You Are Not An Iron Chef
While we all may think that using a knife is pretty manly, chance are you are not Bobby Flay. If you cook a lot and still have all ten of your fingers then consider yourself lucky. Accidents happen to the best of us, but why take unwanted risks just for the perfect pot pie. God gave us ten fingers for a reason, but that reason was not so that we can afford to lose one trying to dice a green pepper. A food processor, for the most part, can help you keep all of your digits and get the perfect chop on those potato sticks. Cooking is not a kung-fu movie, put down the knife.
Real Cavemen Don’t Cry
It happens to the best of us.

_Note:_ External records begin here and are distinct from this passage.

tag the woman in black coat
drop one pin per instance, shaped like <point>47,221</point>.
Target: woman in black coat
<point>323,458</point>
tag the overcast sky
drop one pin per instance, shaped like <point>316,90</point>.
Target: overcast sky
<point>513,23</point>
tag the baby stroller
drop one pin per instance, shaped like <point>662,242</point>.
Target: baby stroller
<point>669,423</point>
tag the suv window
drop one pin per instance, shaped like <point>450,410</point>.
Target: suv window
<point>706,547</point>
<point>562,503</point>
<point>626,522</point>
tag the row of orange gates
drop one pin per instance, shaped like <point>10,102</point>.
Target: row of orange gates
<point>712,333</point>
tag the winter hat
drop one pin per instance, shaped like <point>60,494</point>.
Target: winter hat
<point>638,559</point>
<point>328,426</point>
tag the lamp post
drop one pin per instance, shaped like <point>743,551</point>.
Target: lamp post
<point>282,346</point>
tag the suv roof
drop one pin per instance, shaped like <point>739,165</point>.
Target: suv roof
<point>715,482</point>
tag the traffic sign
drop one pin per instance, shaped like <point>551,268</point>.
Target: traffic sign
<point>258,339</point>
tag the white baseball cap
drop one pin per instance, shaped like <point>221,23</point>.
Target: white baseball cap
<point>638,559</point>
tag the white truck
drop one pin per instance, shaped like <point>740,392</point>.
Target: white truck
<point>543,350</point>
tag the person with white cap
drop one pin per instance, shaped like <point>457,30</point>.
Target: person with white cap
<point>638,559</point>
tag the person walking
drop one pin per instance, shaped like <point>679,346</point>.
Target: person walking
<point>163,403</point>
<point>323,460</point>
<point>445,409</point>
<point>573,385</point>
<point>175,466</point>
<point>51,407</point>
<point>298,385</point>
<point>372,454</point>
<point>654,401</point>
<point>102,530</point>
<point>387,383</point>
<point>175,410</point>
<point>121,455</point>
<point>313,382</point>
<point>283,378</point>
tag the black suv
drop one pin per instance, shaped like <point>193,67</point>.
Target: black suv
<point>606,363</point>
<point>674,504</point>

We try every way to avoid getting our face over the board while trying to chop onions, but sooner or later you will be sobbing like my Grandmother the first time she saw Titanic. Don’t be like my Grandma. Food processors can make quick work of any type of onion without making you shed a tear. That alone should make you start searching and find one that matches your popcorn machine and mini keg beer dispenser. Finding the best food processor for your own kitchen will help you escape the wrath of the onion.
More Time For Beer
Chopping, slicing, dicing, mincing, all that kind of work takes time. I can think of many things I would rather be doing than those chores. Not only does it take time to do all of those things with a knife, it also takes concentration. That is where I draw the line. Sweat I can handle, making me think before I eat, that’s a deal breaker. And if you are cooking bigger meals for more than just yourself all those jobs can really add up. I would rather drink a beer or watch the game, or tie my shoe, or anything else. Seriously, food processors take like a minute. Pop it in, hit a button, empty it out. Most of them are dishwasher safe too, so clean up does not waste time either. Win-Win-Drink.
More Power Tools
Using one of these appliances is also a lot of fun and can be a great release. I hate onions, but I can pulverize them if I want with a food processor. With the push of a button, I can destroy, I mean prepare, any vegetable I desire with a powerful motor and sharp blade. It is like having another power tool in your kitchen. I shredded 2lbs of cheese one night just for the hell of it, and I didn’t regret it. You never know when you might have a shredded cheese emergency.
We Like To Collect
Be a true hunter gatherer. Worst case scenario is that you never use it and it just sits in the cabinet with the other small appliances that you never use. At least your collection will grow. If you are going to have one, then go big or go home. Save the box however, because it will have more value when you have that garage sale that you have been meaning to throw. Chances are you will get some use out of it, but it is always prudent to have a backup plan.
As you can see, there are several legitimate reasons why you should buy a food processor and there are plenty of quality options to choose from. There is really no good reason any self respecting caveman should not arm himself with another kitchen toy that is both useful while at the same time being capable of doing serious damage to food.